Hello,
I’m stuck on a problem.
How to use the smartctl exporter? When I include it in “node” it crashes the service.
If I add it in its own exporter, it has no access to the disks
Are there any special rights to be granted?
thank you for your help!
hexa
May 12, 2022, 1:51pm
2
services.prometheus.exporters.smartctl = {
enable = true;
};
services.udev.extraRules = ''
SUBSYSTEM=="nvme", KERNEL=="nvme[0-9]*", GROUP="disk"
'';
The udev rule is to allow access to the raw nvme device to the disks group, should you have any, which is what the exporter automatically discovers.
committed 12:37PM - 27 Jan 22 UTC
When no devices are given the exporter tries to autodiscover available
disks. Th… e previous DevicePolicy was however preventing the exporter
from accessing any device at all, since only explicitly mentioned ones
were allowed.
This commit adds an allow rule for several device classes that I could
find on my machines, that gets set when no devices are explicitly
configured.
There is an existing problem with nvme devices, that expose a character
device at `/dev/nvme0`, and a (namespaced) block device at
`/dev/nvme0n1`. The character device does not come with permissions that
we could give to the exporter without further impacting the hardening.

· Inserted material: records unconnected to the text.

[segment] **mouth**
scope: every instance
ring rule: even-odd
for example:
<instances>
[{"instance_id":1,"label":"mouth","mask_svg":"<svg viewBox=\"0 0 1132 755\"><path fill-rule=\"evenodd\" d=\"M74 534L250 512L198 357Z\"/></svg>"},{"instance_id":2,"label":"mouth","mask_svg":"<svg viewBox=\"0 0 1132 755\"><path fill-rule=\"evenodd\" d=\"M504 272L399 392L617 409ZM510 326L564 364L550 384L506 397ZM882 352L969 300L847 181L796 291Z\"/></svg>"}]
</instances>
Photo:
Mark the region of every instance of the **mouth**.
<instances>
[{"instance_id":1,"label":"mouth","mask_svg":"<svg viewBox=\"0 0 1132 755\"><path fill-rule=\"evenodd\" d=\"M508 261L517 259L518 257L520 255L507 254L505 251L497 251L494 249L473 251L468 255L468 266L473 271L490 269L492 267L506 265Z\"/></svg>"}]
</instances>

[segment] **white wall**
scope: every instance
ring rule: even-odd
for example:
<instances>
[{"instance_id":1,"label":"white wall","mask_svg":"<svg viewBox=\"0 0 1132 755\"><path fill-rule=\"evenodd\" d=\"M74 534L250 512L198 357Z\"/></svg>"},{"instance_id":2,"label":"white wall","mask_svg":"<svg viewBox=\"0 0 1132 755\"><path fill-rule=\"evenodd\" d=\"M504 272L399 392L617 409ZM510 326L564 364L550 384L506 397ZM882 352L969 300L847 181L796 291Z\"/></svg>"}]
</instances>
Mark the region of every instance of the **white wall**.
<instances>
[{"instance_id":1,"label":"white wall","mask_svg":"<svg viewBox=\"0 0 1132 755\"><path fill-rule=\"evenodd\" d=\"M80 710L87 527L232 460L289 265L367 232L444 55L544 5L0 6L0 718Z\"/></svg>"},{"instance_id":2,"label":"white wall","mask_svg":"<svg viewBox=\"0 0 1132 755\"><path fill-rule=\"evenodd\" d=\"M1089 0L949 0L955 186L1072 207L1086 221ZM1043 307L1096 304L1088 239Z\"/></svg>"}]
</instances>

crw------- 1 root root 247, 0 27. Jan 03:10 /dev/nvme0
brw-rw---- 1 root disk 259, 0 27. Jan 03:10 /dev/nvme0n1
The autodiscovery only finds the character device, which the exporter
unfortunately does not have access to.
However a simple udev rule can be used to resolve this:
services.udev.extraRules = ''
SUBSYSTEM=="nvme", KERNEL=="nvme[0-9]*", GROUP="disk"
'';
Unfortunately I'm not fully aware of the security implications this
change carries and we should question upstream (systemd) why they did
not include such a rule.
The disk group has no members on any of my machines.
❯ getent group disk
disk:x:6:
3 Likes
interesting, unfortunately I don’t have the access authorization.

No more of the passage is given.